A Survey on Robotics with Foundation Models: toward Embodied AI

Zhiyuan Xu,Kun Wu,Junjie Wen,Jinming Li,Ning Liu,Zhengping Che,Jian Tang
2024-02-04
Abstract:While the exploration for embodied AI has spanned multiple decades, it remains a persistent challenge to endow agents with human-level intelligence, including perception, learning, reasoning, decision-making, control, and generalization capabilities, so that they can perform general-purpose tasks in open, unstructured, and dynamic environments. Recent advances in computer vision, natural language processing, and multi-modality learning have shown that the foundation models have superhuman capabilities for specific tasks. They not only provide a solid cornerstone for integrating basic modules into embodied AI systems but also shed light on how to scale up robot learning from a methodological perspective. This survey aims to provide a comprehensive and up-to-date overview of foundation models in robotics, focusing on autonomous manipulation and encompassing high-level planning and low-level control. Moreover, we showcase their commonly used datasets, simulators, and benchmarks. Importantly, we emphasize the critical challenges intrinsic to this field and delineate potential avenues for future research, contributing to advancing the frontier of academic and industrial discourse.

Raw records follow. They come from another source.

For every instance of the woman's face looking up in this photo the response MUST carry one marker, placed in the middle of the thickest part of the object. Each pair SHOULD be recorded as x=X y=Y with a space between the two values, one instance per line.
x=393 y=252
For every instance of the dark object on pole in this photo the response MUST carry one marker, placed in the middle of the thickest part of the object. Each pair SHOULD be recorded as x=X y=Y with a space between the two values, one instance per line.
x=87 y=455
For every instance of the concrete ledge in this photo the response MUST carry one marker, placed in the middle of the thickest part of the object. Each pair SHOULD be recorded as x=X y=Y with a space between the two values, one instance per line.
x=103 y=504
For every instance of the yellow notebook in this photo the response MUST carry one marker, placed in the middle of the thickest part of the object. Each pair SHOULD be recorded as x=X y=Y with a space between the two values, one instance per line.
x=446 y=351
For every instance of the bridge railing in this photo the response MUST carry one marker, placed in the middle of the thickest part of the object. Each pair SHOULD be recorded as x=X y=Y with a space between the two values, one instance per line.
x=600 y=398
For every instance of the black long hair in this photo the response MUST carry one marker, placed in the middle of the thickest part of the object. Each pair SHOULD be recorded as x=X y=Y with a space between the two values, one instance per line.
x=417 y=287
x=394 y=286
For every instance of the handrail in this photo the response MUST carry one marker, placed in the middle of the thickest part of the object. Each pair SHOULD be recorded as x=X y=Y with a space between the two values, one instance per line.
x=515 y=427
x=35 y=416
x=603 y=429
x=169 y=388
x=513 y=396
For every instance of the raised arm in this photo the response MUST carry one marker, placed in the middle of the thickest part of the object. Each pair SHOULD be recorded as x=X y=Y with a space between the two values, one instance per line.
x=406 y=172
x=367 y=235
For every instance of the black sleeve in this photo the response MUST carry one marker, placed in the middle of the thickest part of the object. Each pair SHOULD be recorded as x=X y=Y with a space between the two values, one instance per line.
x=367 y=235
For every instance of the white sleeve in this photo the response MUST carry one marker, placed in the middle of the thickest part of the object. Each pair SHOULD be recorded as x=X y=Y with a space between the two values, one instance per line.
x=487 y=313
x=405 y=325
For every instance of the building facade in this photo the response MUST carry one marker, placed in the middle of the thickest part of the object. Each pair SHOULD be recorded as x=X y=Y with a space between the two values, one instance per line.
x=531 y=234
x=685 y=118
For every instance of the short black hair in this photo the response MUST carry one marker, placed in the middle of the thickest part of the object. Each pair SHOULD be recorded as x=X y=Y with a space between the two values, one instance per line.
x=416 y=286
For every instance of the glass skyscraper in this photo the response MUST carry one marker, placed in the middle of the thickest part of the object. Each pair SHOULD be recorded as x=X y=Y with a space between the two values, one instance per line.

Robotics,Artificial Intelligence
What problem does this paper attempt to address?
The paper focuses on how to apply foundational models to robots, especially in autonomous manipulation tasks, in order to enhance the intelligence level of robots in open and dynamic environments, including high-level planning and low-level control. Current methods have limitations in generalization and transferability, while pre-trained foundational models demonstrate superhuman capabilities in specific tasks. The paper discusses how to integrate these models into decision-making models to achieve high-level planning (such as understanding commands, environment perception, and complex task reasoning) and low-level control (such as precise execution of parameters). Additionally, the paper also discusses datasets, simulators, and benchmark tests, as well as challenges and directions for future research, aiming to advance the frontier of robot learning.